Mid-Term Report Summary - COMBATTRAUMA (From warfare to welfare: a comparative study of how combat trauma is internalized and institutionalized)

This project is an anthropological study of combat veterans’ mental health and mental health care. Research is being conducted in the United States, the United Kingdom, the Netherlands, and Israel. These four countries have military ties and some sociocultural similarities, but also present important contrasts, such as differences in their PTSD rates, in their recent military roles in international conflicts, and in their health care systems for combat veterans. This project will develop a comparative framework for understanding how combat related mental health problems are experienced, treated, and institutionalized in different social and healthcare contexts.
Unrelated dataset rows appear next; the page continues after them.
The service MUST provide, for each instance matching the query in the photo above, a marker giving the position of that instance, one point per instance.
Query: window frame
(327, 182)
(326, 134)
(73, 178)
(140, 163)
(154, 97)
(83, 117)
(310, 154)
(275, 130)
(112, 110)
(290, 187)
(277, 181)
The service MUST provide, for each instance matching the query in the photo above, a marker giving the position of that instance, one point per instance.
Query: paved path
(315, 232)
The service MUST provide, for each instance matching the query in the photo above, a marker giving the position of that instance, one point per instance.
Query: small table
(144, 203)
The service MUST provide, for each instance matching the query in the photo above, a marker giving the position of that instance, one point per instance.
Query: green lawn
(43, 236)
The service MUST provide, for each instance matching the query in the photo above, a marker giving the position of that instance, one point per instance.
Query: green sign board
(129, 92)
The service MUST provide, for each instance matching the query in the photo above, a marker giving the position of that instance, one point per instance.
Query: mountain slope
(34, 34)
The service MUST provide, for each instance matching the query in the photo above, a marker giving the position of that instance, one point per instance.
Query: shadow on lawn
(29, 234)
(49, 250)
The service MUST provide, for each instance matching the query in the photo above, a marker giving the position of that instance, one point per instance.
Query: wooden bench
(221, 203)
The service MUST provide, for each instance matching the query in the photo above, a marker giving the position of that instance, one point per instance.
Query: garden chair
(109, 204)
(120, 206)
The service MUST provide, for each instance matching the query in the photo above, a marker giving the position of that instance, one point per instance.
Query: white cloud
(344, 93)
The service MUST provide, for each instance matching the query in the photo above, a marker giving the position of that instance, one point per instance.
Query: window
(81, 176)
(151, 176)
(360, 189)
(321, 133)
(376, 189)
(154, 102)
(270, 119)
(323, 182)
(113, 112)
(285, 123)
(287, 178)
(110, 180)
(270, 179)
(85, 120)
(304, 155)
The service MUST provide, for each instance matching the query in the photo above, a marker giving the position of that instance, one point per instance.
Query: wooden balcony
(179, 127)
Methodologically, it combines ethnographic fieldwork with combat veterans, research on clinical practices, and analysis of the policies and institutions that shape mental health and health care. Ethnographic fieldwork with combat veterans investigates how psychosocial problems related to military service are experienced. Qualitative research with mental health care providers and experts from different disciplinary backgrounds (e.g. psychiatry, psychology, and nursing) examines care practices and clinical reasoning about war syndromes. This focus on patients, clinicians, and institutions is expected to yield nuanced, contextual and comparative knowledge of combat veterans’ problems. It aims to advance understanding of when and why combat veterans -- a notoriously difficult to treat population - seek mental health care, or avoid it. It is also expected to yield knowledge of current mental health care practices that can be used to improve policies, interventions or training practices.

The project employs a research team with complementary anthropological, historical and qualitative research expertise. We are developing collaborations with military and health care institutions in the US, the UK, Israel, and the Netherlands in order to produce outcomes that target both social science publics as well clinicians and other stakeholders in the field. Most publications will be produced in the second half of the project but initial outcomes from the US research include a book chapter as well as an invited seminar talk on the problem of “barriers to health care”.